THE PARTITION PICKLE
The year 1947 shook up many political realities in the Indian Subcontinent and the Hari Committee were not spared seismic changes either. Partition would force Hindu and Sikh peasant activists to migrate from Sindh, either before or after August, and this dealt the Committee a huge organisational blow.
Matters worsened further with the birth of a new contradiction in Sindh: agricultural land abandoned by Sindhi Hindus was allotted in claims to people who had migrated from India and had settled in Sindh. There were also reports that in a number of cases, the property claims made by the migrants were incorrect. The Hari Committee launched a campaign to have these lands allotted to landless peasants who were already tilling these lands. This movement was called the Anti-Claim Movement.
The ensuing hue and cry raised compelled the Sindh Assembly of the time to constitute a Hari Inquiry Committee in March 1947. Some believe this committee also had the blessings of Mohammad Ali Jinnah. Three revenue officers were initially inducted into the probe body;
after August 14, a big landlord from Larkana named Ghulam Rasool Kehar was inducted as its fourth member.
Despite the fact that this committee was constituted to identify the issues that the peasants were braving, the terms of reference of this committee were neither realistic nor radical. However, Masood Khadarposh, a tax collector from Nawabshah, wrote a dissenting note which was in favour of peasants and that won much acclaim among the peasantry. In the words of historian Ahmed Salim, Khadarposh argued that, “peasant proprietorship should replace zamindari; that the state should be regarded as supreme owner of all land; that holdings above a certain limit should be appropriated; and that leasing of land for cultivation should be prohibited.”

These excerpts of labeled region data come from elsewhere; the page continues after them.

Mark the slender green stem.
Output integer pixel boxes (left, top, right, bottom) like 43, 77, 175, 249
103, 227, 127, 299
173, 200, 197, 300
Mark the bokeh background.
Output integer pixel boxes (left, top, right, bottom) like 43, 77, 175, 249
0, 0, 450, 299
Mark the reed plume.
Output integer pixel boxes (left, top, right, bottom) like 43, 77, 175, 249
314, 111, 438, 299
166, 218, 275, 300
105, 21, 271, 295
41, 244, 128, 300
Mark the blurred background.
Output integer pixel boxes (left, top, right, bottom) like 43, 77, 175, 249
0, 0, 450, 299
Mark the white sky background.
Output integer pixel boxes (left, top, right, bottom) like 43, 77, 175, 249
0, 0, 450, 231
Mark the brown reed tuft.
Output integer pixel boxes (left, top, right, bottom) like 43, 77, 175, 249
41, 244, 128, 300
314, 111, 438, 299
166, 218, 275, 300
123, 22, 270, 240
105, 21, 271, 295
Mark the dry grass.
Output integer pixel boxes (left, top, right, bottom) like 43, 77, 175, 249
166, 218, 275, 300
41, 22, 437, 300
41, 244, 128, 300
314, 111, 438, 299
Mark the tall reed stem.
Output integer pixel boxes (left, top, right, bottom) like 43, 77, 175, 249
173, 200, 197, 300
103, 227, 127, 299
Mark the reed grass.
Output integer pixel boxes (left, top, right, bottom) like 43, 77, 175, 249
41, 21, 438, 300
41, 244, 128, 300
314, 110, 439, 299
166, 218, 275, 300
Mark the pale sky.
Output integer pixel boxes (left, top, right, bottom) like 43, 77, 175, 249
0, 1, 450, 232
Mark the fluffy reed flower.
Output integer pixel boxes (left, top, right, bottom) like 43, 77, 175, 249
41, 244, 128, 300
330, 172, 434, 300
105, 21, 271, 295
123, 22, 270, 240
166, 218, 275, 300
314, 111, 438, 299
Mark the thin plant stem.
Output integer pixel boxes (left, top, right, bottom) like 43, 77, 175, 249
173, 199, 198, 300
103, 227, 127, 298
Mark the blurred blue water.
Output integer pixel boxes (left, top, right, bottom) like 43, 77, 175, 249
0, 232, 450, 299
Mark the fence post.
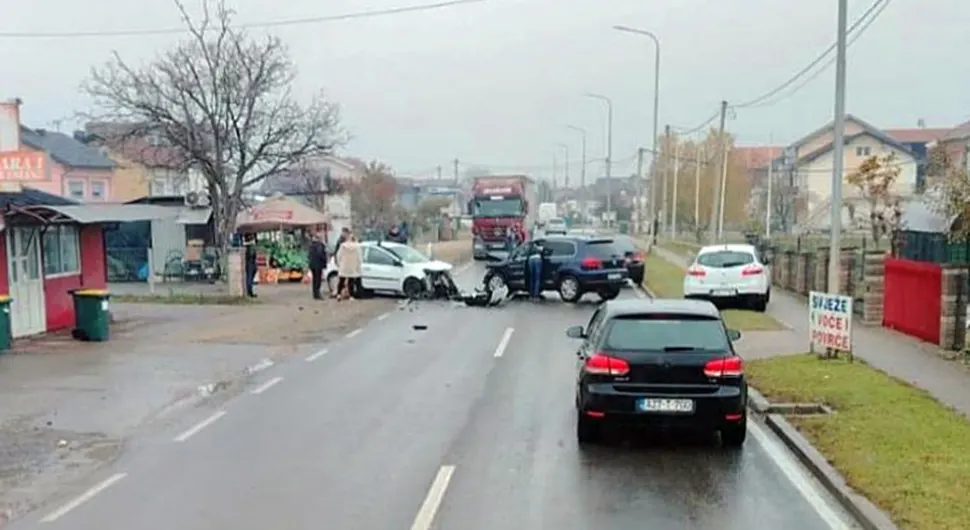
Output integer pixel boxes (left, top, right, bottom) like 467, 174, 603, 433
862, 251, 886, 325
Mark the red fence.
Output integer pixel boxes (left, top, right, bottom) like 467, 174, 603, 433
882, 258, 943, 344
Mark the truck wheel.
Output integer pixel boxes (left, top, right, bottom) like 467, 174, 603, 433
556, 274, 583, 304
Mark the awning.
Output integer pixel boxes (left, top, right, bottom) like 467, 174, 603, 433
13, 204, 179, 225
175, 206, 212, 225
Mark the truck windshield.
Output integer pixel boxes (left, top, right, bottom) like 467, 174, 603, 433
472, 197, 522, 217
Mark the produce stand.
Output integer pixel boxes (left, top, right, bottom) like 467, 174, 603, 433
236, 195, 330, 284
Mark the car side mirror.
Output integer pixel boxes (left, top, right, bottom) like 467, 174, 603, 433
566, 326, 586, 339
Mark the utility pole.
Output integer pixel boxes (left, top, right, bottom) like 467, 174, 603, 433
694, 144, 704, 231
660, 125, 670, 232
708, 101, 727, 243
828, 0, 849, 293
635, 147, 643, 233
717, 142, 729, 241
670, 138, 680, 239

The big landlord bias of the committee would, however, rule the day. But even as the committee revealed its findings in January 1948, the Hari Committee prepared a draft pro-poor Tenancy Act and pressed for its implementation. The Committee also observed the first-ever Anti-Feudalism Day in the new republic in January 1948.
In the same month, a meeting of the Hari Committee was held in Dadu which was attended by peasant leaders of all provinces, including Bengal. Office-bearers elected at the convention were: Hyder Bux Jatoi, Abdul Qadir, Molvi Nazeer Hussain Jatoi, Shamsudin Shah, Ghulam Muhammad Laghari, Abdul Khaliq Azad and Molvi Maaz.